Is Commercial Dog Food REALLY Bad for Dogs?

Jake Dying From Dog Food
Jake was a big, brawny fellow, weighing approximately 75 pounds! He was so much a splendid and energetic specimen of the consummate black & white pointer, that we debated prior to altering him. However, there are too many animals for the available families already, which is how we got Jake before he could be sent to the local shelter and killed.
Jake was only 26 months old and just moving into his prime of life when he was a victim of the Menu dog food debacle that killed so many pets across the USA, and elsewhere.
I feel specially guilty since, although we were feeding Jake a purportedly high quality kibble, we had not changed him to the RAW diet as we had our other dogs. We wanted him to have a high-energy formula. We were mistaken!
Jake passed away of renal failure from that “high quality premium kibble”. And I’ll have to live with the memories of observing him waste away to a husk of his previous self and die.
I can’t fetch Jake back, but I can certainly begin telling everybody what came about and warn them!
What’s REALLY In That Meat Meal You’re Buying?
I was raised in the meat and grocery business. My father had a chain of grocery stores and meat markets so I found out all about slaughterhouses, being a meatman, and about rendering plants, from the age of seven or eight years old.
Though I was already very worried about animal rescue by that time, I did not associate, in my mind, the slaughterhouses and rendering plants with dogs and cats.
I was aware all the food waste and trimmings that could not be sold by the markets went to the rendering plant. Also, everything that got too stale to sell.
Since my father’s meat markets were all personal service, we had no prepacked meats whatsoever in any of the stores. Nothing that went to the renderer was enclosed in plastic or jammed on styrofoam trays.
Things are not that way any longer! As a matter of fact, today it’s almost impossible to buy stale, or out-of-date meat to feed your pets from any supermarket. They all have contracts with the renderer, just like all the animal shelters do.
Yep, stale scraps and meats are not the only things that go into those tubs! I was horror-stricken to discover that euthanized dogs and cats, as well as roadkill are going to those same rendering plants.
Put differently, the renderer removes everything unwanted, including:
* Meat still in it’s cello wrap and on styrofoam trays that’s no longer healthy for human consumption. (They don’t even bother to unwrap it.)
* Bodies of dead dogs and cats that have been euthanized by animal shelters, with the collars, flea collars and sodium pentothal still in or on them. (And the plastic bags they are transported in.)
* Then, of course, there are the poor dogs and cats who were gassed to death, which means the poison gas is in their lung tissues. They also go into the rendering vats, along with the plastic bags.
* Road kill gathered up by sanitation workers.
* Whatever other rubble that markets and others want to do away with, yet still earn some money with.
Everything in the rendering vats gets stewed together until it’s a pulp - and THAT UNIDENTIFIABLE MUSH is what forms the basis of the kibble you purchase in bags, and the dog and cat foods stuffed in cans.
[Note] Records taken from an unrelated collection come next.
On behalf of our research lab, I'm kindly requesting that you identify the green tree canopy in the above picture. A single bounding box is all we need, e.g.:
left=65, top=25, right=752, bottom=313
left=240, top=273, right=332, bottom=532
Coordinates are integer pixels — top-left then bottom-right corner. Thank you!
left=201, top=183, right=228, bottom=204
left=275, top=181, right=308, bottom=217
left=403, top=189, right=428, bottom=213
We lost a total of 5 dogs to the Menu fiasco and commercial dog foods. First, Jake, since he was on “special high-quality premium kibble” instead of the RAW diet, and then four more cherished furbabies who had been feeling poorly. We were giving them their twice-daily medicines and vitamins in allegedly “special high quality premium canned food”, to disguise the bitter taste of their meds. They ALL died of renal failure.
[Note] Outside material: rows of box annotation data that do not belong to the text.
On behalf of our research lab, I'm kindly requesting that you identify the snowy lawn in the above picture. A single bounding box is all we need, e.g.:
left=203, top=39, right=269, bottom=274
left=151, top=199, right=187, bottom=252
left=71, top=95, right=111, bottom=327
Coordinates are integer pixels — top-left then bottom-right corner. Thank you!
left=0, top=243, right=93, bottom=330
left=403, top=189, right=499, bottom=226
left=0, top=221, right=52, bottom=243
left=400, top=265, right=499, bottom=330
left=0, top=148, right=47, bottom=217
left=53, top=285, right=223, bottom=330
I’ll NEVER believe dog food advertisers again. As a matter of fact, Beneful was exposed to be among the worst dog foods on the marketplace, while the ad campaigns all allege that it does something exceptional for dogs (all those scrumptious veggies you know, including corn).
From now on, I’m going to stay alert and informed, so I can keep my dogs healthy!
I discovered a terrible object lesson! I want you get informed and protect your darlings from unscrupulous dog food producers and their admen.
I wish healthiness for you and your loved ones, including the four-legged ones.